Most of the delays and cost overruns to the Eurofighter Typhoon can be traced to former UK defence minister Michael Heseltine's misplaced determination to get Germany "on board" at the start. Had it remained a tri-national project among nations that accepted the need for a new fighter, many of the stops, starts and redesigns could have been avoided.

The Lockheed Martin F-35 Joint Strike Fighter is in danger of facing the same problems: the USA is adding as many extra partners as it can, almost none of which want the short take-off and vertical landing (STOVL) version, which is the only variant of any use to the UK (the main financial partner). The UK's new carriers won't now be big enough to operate a viable sortie rate with catapult-launched aircraft, so the real choice is STOVL or shore-based - and it is beginning to look as if the STOVL JSF will be dropped on a technical pretext to accelerate the Lockheed Martin F-16 replacement.

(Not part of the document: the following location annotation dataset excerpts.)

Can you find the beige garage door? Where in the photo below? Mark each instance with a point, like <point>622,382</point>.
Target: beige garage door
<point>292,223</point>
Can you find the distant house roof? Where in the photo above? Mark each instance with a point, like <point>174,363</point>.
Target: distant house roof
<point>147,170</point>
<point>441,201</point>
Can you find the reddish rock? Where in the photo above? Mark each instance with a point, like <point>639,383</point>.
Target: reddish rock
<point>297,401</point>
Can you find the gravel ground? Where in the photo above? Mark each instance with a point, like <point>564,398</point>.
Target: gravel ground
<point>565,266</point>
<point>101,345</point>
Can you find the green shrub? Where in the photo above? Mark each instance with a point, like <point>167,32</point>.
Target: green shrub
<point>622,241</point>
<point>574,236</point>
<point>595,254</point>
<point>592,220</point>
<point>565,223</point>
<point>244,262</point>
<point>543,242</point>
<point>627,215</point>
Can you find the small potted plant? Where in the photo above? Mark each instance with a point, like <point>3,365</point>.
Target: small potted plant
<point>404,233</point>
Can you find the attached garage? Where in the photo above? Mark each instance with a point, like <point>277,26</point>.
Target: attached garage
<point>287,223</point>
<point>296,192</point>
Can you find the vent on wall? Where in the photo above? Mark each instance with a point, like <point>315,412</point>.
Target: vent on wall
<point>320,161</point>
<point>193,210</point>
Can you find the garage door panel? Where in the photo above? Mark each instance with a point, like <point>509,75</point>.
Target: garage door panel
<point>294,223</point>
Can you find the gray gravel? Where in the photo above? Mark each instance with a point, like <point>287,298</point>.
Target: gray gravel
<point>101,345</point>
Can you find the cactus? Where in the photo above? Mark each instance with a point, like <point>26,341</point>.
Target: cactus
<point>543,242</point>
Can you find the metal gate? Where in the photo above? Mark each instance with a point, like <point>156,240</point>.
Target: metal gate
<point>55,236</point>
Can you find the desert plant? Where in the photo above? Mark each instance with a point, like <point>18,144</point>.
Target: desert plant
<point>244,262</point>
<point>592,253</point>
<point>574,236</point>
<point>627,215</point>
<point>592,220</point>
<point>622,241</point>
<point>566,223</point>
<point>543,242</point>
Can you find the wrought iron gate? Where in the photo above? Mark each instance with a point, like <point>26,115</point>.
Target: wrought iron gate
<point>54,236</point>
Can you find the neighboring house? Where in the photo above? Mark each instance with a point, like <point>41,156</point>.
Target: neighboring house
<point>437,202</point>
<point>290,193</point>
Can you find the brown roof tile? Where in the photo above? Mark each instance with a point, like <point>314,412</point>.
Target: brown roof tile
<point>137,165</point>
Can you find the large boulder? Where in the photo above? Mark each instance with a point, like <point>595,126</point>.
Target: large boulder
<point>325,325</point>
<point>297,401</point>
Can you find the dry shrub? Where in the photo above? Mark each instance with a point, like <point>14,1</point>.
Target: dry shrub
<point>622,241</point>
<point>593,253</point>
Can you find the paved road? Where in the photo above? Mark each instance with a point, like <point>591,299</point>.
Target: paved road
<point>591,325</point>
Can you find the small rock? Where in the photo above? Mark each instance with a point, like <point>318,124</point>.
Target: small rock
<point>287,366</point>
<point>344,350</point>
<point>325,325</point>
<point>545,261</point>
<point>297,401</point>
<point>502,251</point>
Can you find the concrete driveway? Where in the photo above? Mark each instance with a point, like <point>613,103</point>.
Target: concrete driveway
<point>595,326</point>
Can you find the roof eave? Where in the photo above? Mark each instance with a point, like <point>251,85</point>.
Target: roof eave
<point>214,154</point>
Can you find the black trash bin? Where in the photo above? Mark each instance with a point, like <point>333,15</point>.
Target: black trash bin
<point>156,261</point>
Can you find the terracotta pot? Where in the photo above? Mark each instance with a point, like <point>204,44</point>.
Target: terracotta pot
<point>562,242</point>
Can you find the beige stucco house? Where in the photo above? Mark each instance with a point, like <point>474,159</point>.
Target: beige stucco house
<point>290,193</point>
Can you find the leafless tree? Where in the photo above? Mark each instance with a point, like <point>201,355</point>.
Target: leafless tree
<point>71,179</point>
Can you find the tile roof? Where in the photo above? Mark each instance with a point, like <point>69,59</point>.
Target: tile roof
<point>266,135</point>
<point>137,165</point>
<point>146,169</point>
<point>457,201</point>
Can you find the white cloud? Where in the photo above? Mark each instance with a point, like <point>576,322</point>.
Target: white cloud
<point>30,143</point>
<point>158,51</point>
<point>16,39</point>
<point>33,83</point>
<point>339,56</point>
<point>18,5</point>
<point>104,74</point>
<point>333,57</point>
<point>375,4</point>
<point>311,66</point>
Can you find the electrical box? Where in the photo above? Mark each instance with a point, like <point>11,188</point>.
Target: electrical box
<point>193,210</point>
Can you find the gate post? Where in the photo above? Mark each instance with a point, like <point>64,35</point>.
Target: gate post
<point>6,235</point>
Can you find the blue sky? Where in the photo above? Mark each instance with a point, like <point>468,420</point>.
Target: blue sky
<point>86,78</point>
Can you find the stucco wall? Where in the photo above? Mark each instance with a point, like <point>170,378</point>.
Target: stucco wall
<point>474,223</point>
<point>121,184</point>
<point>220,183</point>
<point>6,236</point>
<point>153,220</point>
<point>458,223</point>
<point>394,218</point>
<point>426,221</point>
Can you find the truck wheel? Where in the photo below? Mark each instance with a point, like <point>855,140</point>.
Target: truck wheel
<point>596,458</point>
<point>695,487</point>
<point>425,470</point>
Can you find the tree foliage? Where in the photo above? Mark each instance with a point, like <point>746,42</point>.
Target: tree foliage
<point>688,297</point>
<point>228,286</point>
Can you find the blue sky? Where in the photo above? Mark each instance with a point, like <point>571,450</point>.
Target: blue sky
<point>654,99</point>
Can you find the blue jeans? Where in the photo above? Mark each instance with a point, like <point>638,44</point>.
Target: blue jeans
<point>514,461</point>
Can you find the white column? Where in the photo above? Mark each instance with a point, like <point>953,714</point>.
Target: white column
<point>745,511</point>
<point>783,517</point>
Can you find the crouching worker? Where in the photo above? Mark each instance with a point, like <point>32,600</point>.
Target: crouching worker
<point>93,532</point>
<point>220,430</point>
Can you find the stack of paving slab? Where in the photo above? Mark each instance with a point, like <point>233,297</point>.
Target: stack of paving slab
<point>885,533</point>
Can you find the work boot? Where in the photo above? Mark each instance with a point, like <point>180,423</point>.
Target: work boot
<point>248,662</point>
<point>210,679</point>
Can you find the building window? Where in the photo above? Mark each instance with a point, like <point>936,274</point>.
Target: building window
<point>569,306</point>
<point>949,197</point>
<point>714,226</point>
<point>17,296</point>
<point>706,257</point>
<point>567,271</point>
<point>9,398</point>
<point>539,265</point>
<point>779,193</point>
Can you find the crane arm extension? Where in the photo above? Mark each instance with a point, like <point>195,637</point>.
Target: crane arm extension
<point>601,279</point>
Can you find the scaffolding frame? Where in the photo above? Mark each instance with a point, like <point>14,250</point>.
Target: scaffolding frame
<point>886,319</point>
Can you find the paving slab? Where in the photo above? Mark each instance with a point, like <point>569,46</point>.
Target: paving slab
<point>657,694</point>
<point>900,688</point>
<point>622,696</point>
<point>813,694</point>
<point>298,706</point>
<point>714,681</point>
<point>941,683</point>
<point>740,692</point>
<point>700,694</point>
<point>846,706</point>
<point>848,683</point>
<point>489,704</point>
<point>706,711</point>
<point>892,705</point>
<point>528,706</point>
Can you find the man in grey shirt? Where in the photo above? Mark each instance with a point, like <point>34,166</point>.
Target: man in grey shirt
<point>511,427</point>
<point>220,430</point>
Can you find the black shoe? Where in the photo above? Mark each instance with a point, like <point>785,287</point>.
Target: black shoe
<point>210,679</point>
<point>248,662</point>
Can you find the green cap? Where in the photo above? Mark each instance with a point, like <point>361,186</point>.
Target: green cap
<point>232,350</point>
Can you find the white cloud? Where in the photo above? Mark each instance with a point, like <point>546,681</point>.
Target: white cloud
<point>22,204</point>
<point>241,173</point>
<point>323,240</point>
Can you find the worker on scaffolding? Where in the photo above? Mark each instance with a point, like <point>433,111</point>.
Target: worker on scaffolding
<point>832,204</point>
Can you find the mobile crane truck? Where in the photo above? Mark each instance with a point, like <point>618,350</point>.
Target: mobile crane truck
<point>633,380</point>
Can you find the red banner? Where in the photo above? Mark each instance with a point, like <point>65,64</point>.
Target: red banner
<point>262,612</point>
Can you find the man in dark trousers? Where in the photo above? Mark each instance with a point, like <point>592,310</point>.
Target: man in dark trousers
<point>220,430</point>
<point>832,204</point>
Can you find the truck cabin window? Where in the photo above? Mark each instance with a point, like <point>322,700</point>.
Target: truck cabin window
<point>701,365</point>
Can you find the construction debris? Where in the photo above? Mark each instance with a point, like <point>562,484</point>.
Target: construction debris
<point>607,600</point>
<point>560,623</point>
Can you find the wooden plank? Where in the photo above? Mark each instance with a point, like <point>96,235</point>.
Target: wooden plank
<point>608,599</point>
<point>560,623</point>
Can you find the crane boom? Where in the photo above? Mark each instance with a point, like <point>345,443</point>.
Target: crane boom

The USA has the benefit, not just of UK finance for a fighter, which they need 30 times as much as we do, but of a lot of UK technology, which they cannot supply themselves. However, the only thing which justifies UK investment in the project is the STOVL variant. If the UK doesn't get that, it might just as well buy an extra 80 Eurofighter Typhoons and lower the unit cost of its own fighter, instead of donating billions of pounds to subsidise the USA's exports to third countries.